100 public-domain PDFs at huggingface.co/datasets/llmind/reference-enriched-pdfs-v1 : 40 small (<500KB), 40 medium (500KB–5MB), 20 large (5–50MB). Content mix: technical papers, scanned facsimiles, government reports, synthetic research PDFs. Licensed for redistribution (CC0, public domain, or US government works).

File-size overhead

The XMP semantic layer LLMind writes adds bytes to the file.
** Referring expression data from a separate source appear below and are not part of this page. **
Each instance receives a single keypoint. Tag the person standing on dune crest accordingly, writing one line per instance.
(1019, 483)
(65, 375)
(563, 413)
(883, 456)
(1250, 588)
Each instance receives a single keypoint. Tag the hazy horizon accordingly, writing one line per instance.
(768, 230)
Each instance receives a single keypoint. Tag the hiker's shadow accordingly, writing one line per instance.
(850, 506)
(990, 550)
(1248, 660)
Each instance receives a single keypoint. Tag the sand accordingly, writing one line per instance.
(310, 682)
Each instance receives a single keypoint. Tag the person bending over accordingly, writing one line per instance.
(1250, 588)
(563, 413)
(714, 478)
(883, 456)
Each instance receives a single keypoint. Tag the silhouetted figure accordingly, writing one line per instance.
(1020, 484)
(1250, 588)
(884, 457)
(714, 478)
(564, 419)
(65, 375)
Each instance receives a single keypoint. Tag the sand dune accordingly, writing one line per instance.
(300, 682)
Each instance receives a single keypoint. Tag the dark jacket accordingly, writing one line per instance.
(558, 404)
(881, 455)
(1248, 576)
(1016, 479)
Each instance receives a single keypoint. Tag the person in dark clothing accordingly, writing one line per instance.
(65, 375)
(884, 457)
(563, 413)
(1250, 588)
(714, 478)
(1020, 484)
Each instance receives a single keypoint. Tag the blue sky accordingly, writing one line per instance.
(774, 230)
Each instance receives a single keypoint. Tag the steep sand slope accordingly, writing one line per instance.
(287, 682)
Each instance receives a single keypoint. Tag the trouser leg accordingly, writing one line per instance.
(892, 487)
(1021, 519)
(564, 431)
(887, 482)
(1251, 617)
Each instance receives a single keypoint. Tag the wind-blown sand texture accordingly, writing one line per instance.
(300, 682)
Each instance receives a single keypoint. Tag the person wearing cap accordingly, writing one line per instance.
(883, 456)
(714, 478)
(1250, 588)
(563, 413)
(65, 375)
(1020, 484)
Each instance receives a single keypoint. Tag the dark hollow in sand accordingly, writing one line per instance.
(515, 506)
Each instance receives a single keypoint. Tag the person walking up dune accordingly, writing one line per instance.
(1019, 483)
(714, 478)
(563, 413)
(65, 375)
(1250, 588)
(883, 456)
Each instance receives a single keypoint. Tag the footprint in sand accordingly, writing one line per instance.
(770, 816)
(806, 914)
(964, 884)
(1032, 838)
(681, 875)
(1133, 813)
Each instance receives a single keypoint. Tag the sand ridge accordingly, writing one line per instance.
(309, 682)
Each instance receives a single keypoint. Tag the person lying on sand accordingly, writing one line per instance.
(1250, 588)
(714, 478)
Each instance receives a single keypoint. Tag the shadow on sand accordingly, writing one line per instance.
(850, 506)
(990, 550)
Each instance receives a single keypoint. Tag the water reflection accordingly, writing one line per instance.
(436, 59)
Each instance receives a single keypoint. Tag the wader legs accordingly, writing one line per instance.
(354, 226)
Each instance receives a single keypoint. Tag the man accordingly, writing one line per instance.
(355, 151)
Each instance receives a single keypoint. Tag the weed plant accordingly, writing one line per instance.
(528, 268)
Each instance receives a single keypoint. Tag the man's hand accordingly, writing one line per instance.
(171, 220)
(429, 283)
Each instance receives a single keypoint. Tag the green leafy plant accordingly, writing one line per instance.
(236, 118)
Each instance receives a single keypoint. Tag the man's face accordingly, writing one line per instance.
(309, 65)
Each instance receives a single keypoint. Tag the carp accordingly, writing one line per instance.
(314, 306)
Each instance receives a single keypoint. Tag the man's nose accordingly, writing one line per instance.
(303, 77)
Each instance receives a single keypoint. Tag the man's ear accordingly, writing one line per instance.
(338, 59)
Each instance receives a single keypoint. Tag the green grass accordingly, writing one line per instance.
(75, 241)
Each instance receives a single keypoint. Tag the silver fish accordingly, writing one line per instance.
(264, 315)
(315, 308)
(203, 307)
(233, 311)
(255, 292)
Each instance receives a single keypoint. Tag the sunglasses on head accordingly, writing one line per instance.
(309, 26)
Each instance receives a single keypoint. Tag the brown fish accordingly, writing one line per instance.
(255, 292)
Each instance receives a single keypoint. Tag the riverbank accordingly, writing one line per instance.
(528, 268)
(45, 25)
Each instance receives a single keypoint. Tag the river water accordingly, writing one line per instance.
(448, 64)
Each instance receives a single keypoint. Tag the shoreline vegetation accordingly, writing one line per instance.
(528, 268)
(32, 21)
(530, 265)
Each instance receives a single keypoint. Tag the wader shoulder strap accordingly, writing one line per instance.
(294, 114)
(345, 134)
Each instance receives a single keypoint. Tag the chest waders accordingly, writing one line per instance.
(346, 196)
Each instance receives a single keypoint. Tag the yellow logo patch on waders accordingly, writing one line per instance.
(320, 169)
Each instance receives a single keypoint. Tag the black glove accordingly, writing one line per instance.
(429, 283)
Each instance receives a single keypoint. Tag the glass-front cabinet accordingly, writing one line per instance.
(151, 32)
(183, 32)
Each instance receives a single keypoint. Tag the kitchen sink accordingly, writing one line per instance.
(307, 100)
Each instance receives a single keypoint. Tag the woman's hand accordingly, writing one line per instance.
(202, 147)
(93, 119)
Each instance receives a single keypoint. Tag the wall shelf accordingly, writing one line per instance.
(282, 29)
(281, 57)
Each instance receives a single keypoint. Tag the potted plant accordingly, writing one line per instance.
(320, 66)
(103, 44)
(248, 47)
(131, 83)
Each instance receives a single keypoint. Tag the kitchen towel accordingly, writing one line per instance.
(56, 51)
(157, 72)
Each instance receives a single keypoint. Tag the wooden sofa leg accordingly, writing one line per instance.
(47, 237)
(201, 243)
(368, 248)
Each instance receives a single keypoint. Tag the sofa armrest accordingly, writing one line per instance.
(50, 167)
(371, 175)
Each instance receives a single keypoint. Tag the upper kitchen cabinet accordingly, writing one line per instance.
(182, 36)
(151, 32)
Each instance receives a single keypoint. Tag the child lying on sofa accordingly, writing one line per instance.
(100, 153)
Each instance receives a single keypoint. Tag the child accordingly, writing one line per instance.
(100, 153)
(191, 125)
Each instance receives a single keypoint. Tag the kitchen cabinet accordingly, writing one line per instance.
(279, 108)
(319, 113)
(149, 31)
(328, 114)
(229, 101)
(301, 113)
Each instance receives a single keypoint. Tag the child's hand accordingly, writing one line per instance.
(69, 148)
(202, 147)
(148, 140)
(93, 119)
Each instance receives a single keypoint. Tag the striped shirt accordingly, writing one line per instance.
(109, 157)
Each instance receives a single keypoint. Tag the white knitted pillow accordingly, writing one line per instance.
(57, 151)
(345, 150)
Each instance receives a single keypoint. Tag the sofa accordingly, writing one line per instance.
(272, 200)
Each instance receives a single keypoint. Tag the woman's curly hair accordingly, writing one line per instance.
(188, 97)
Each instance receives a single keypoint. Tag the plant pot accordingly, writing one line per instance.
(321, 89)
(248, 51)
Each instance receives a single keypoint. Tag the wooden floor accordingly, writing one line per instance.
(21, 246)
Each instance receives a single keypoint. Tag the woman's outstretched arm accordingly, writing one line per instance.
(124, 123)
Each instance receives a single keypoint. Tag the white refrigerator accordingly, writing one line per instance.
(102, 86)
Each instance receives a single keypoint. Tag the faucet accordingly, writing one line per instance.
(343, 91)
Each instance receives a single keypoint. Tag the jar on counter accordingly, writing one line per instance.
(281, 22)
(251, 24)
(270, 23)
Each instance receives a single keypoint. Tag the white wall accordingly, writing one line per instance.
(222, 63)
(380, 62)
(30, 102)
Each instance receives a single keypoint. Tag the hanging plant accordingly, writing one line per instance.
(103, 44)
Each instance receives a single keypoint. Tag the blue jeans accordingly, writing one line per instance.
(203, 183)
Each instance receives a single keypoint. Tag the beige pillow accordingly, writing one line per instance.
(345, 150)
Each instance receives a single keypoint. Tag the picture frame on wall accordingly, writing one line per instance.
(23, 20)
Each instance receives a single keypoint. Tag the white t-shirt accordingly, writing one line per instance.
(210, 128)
This table measures how many — as a percentage of the original, and in absolute bytes.

Measurement	Value	Notes
avg-overhead-percent	—	Average XMP payload size as % of original file bytes across the 100-PDF corpus.
median-overhead-percent	—	Median (less sensitive to huge files).
p95-overhead-percent	—	95th percentile — worst case for small PDFs.
avg-absolute-bytes	—	Average bytes added per file (for intuition — expect single-digit KB).

Signing throughput

How fast LLMind can sign the semantic layer on commodity hardware. Measured in isolation (pure crypto; no OCR / parse in the hot path).
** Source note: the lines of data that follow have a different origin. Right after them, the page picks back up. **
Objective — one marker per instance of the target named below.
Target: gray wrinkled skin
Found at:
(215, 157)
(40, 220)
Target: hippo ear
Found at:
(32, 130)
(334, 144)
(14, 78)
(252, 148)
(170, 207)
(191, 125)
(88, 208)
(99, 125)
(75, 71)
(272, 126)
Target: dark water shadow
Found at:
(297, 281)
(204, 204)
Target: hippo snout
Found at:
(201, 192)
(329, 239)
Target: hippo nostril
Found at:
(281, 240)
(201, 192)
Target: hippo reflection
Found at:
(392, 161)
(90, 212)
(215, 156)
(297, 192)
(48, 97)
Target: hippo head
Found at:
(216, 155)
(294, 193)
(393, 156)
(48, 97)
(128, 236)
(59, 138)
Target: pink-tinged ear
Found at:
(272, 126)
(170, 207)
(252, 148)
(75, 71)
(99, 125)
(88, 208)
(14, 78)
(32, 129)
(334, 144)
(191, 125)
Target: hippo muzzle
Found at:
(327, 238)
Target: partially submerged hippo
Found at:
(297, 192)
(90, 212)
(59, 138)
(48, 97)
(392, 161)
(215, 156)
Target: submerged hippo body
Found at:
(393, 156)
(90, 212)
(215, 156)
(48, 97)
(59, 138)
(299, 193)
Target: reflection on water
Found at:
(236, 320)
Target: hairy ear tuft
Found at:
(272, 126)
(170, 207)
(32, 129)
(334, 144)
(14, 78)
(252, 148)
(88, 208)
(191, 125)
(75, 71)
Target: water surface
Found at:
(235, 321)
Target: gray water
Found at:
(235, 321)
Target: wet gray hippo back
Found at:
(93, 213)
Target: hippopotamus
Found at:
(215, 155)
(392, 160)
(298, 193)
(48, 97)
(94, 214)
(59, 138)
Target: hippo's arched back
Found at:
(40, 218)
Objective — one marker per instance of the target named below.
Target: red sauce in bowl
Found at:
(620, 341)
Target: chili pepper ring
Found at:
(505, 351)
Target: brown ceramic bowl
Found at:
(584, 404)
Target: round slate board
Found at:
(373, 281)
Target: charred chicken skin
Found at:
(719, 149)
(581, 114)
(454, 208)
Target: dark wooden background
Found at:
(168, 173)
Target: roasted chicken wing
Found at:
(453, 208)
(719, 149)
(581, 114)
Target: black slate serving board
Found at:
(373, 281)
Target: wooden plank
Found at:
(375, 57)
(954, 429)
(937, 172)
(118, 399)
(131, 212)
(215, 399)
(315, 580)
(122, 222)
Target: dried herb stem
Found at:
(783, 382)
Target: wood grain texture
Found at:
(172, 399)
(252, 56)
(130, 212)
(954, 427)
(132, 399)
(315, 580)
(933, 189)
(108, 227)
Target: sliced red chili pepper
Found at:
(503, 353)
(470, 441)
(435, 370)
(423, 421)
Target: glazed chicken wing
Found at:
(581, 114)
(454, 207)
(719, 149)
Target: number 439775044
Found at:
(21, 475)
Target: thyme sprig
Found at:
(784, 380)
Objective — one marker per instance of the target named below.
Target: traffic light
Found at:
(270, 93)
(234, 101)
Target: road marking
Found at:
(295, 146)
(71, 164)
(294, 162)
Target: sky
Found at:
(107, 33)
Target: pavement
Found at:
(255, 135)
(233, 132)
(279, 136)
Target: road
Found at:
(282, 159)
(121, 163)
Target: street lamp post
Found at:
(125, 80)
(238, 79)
Algorithm	Throughput	Notes
hmac-sha256	—	HMAC-SHA256 signing of the semantic layer (default algorithm).
ed25519	—	ed25519 signing (optional; for public-key verification).
file-checksum-sha256	—	SHA-256 file-content checksum (excludes XMP packet).

Read-time comparison

The core value proposition: reading the cached LRFS semantic layer from XMP is orders of magnitude faster than re-parsing the same PDF. Lower milliseconds are better.
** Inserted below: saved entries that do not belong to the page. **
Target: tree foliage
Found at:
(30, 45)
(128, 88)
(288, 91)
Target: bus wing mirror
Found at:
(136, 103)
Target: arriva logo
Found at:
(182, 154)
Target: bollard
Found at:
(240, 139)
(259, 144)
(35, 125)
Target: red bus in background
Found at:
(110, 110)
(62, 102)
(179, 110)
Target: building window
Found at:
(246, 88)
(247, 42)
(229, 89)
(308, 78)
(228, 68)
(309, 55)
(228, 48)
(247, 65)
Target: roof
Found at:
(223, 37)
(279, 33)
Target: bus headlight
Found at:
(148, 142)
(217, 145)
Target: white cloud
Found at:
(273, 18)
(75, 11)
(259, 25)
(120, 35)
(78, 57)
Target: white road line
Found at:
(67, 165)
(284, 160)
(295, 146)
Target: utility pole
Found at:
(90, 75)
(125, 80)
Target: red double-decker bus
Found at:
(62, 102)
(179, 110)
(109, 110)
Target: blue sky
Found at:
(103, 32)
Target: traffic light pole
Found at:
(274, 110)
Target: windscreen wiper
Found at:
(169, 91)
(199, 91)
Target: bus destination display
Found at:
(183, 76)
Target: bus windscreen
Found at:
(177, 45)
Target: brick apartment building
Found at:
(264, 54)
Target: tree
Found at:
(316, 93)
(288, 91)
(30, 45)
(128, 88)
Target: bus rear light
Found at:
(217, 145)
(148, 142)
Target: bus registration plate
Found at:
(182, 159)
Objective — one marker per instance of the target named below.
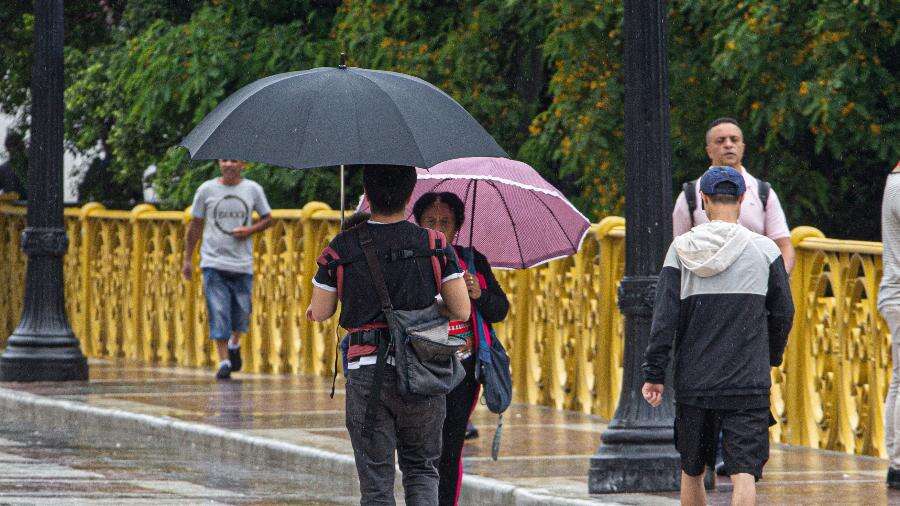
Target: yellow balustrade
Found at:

Operation	Time per file	Notes
llmind-cached-read	—	Time for a consumer to parse the XMP packet and extract the layer.
llamaparse-reparse	—	Time to re-parse the PDF with LlamaParse (cloud API call; includes network).
docling-reparse	—	Time to re-parse with Docling (local
textract-reparse	—	Time to re-parse with AWS Textract (cloud API call; includes network).
mistral-ocr-reparse	—	Time to re-parse with Mistral OCR (cloud API call).
speedup-factor-vs-llamaparse	—	Speedup from reading cached LRFS vs. re-running LlamaParse.
speedup-factor-vs-textract	—	Speedup from reading cached LRFS vs. re-running AWS Textract.

What's not measured

Some adjacent questions are deliberately out of scope. The methodology document explains each exclusion in detail. In short:

End-to-end RAG answer quality. Too many variables (LLM, chunker, prompt) to attribute signal to LLMind alone.
Vector-DB retrieval latency. LLMind isn't a vector DB; a head-to-head is category-confused. See comparisons.
Concurrent-workload performance. Sprint 3 is single-threaded reference measurement; multi-process is a Sprint 4+ investigation.

Reproducibility

The corpus, the methodology, and the raw CSV are all committed to git. Third-party reviewers can rerun each step and publish alternative numbers. Results vary with hardware generation (especially for HMAC-SHA256 throughput), network conditions (for cloud-API baselines), and file selection.

The Sprint 3 CSV stays frozen as the reference point. Future re-runs land at docs/benchmarks/sprint-4-data.csv, etc.